2020 Roadmap Discussion and Planning

We said on the call last week that we would use Discourse to formulate a new project roadmap. I know I at least would really appreciate clarity on what would be meaningful to work on for the overall project vision. How will we go about this? Could we use this thread to brainstorm ideas and continue the conversation from the call?

Hi. On last week’s call, there was a lot of discussion on improving usability (like better error messaging, communicating how numba should be used), which I think is very good, but there was very little discussion on compilation performance. Not sure how big of an issue this is for others, but I have frequently seen that compilation takes longer than running the actual function. And numba caching still has several issues especially when there are jitted functions calling other jitted functions (missing Environment errors), and other limitations as shown here: http://numba.pydata.org/numba-doc/latest/developer/caching.html#caching-limitations

So I’m wondering where making caching more robust is on the roadmap.

Thanks

I think we were going to come up with a list of user profiles, to help the discussion on who needs what.

I can get the ball the rolling on this front using some profiles that were mentioned in the call.

  • Basic user: is proficient, but not advanced, in Python. Needs to accelerate a few functions. Might not know a compiled language, so many Numba concepts (types, overloading) might be new. Very likely to be working on a Jupyter notebook. e.g.: data scientist, or scientist in computational fields.

  • Intermediate user: is very good at Python, and most likely knows other, compiled languages. Typically working on a large number of functions within an application, library or framework. Is able to work with high-level Numba extensions (overload but not the low level extensions).

  • Advanced user: is very good at Python and another low-level language (C/C++). Understands low-level Numba constructs like intrinsic and the type system. Is working on an application, library, framework, sometimes using Numba compiler machinery directly without necessarily using njit.

From there we can discuss what their needs are, for example:

  • Basic user:

    • simple to understand out-of-the-box acceleration of functions (compilation and parallelization).
    • easy error messages.
    • documentation to grow their knowledge (including plenty of examples) of Numba and of writing high-performance code (what’s possible and what not, using the right data structure in the the right place, how to write fast loops).
    • Large coverage of Numpy, Scipy and Pandas functions.
    • Forum to interact with more experienced users.
  • Intermediate user:

    • Ability to use large subset of common Python patterns, and patterns from compiled languages to generate efficient code.
    • Ability to customize behaviour (via types, njit parameters, etc).
    • For large applications compilation time and caching might be an issue, and for demanding applications efficiency of the lowered code.
    • For library builders looking to speed up their internal code: performance, ease of distribution, and Numba not creating a bad user experience. Some type of jitted objects (either current jitclass or something new).
    • For library builders looking to create “numba native” libraries, ease of creating new types.
    • For library builders integrating with existing numerical libraries, ability to call arbitrary Cython/C/C++/Fortan code.
    • For framework builders, ability to manipulate input user functions and classes, compilation time.
    • Forum to interact with others users (at his level and above).
  • Advanced user (I’m not one, so the following is a just a guess)
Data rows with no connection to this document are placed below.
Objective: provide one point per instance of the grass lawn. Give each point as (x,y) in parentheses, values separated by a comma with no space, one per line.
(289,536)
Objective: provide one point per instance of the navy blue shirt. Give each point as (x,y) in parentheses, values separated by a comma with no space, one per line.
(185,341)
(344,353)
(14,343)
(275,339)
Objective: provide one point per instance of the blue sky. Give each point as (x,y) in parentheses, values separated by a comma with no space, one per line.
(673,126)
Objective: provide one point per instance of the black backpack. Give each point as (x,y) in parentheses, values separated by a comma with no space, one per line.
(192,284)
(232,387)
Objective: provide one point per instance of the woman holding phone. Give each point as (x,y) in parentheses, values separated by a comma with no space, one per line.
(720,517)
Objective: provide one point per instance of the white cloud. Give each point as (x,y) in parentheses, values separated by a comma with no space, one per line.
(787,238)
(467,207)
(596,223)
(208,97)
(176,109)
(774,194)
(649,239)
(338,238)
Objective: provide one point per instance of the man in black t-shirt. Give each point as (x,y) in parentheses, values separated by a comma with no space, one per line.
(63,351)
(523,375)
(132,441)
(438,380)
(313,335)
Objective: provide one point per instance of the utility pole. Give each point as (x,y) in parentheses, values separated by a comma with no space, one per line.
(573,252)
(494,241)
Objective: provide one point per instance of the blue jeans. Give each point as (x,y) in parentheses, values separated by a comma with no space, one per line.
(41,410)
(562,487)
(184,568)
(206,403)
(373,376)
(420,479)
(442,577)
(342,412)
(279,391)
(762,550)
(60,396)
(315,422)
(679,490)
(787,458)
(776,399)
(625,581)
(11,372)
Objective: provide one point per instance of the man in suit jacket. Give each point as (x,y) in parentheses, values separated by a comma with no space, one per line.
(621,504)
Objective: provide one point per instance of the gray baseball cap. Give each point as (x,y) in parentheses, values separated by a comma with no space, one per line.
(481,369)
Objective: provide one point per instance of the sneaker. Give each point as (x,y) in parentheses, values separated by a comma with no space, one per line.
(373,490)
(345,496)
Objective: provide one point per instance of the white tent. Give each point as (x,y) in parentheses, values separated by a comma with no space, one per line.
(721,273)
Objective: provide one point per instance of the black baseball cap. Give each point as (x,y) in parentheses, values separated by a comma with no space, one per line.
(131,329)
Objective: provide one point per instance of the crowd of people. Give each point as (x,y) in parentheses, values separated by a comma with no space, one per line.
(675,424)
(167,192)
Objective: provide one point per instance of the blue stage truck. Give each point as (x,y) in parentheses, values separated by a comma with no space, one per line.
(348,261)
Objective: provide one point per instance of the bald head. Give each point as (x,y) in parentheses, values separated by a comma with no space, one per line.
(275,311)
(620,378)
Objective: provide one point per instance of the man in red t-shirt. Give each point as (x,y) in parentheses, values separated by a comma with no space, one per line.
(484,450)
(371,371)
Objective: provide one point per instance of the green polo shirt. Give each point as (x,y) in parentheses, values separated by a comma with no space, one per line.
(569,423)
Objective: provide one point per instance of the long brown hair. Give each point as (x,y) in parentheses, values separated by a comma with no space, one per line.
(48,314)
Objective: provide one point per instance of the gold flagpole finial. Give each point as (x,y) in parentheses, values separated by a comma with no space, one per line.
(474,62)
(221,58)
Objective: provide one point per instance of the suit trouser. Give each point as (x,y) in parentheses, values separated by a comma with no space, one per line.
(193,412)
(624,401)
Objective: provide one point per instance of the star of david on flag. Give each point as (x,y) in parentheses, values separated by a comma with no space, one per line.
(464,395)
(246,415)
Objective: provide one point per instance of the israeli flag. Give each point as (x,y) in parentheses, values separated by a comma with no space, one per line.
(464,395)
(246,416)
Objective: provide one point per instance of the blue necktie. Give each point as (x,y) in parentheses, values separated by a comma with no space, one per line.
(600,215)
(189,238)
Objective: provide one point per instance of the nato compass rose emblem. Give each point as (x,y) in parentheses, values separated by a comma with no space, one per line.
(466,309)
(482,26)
    • Customization of compiler passes.
    • Ability to re-use some parts of Numba (Bitecode-to-IR, or IR-to-LLVM machine).
1 Like

The core devs have been discussing the roadmap in our weekly meetings. We identified a few issues that are making it quite hard at present to define a concrete roadmap, specifically:

  • Current core team is small. There are 5 core developers and they also have other roles in their respective organization.
  • Maintaining Numba is time consuming. Numba supports many platforms. Maintaining the infrastructure to support Numba development consumes significant amount of core developers’ time.
  • Many enhancements are open research. It is hard to estimate time to completion.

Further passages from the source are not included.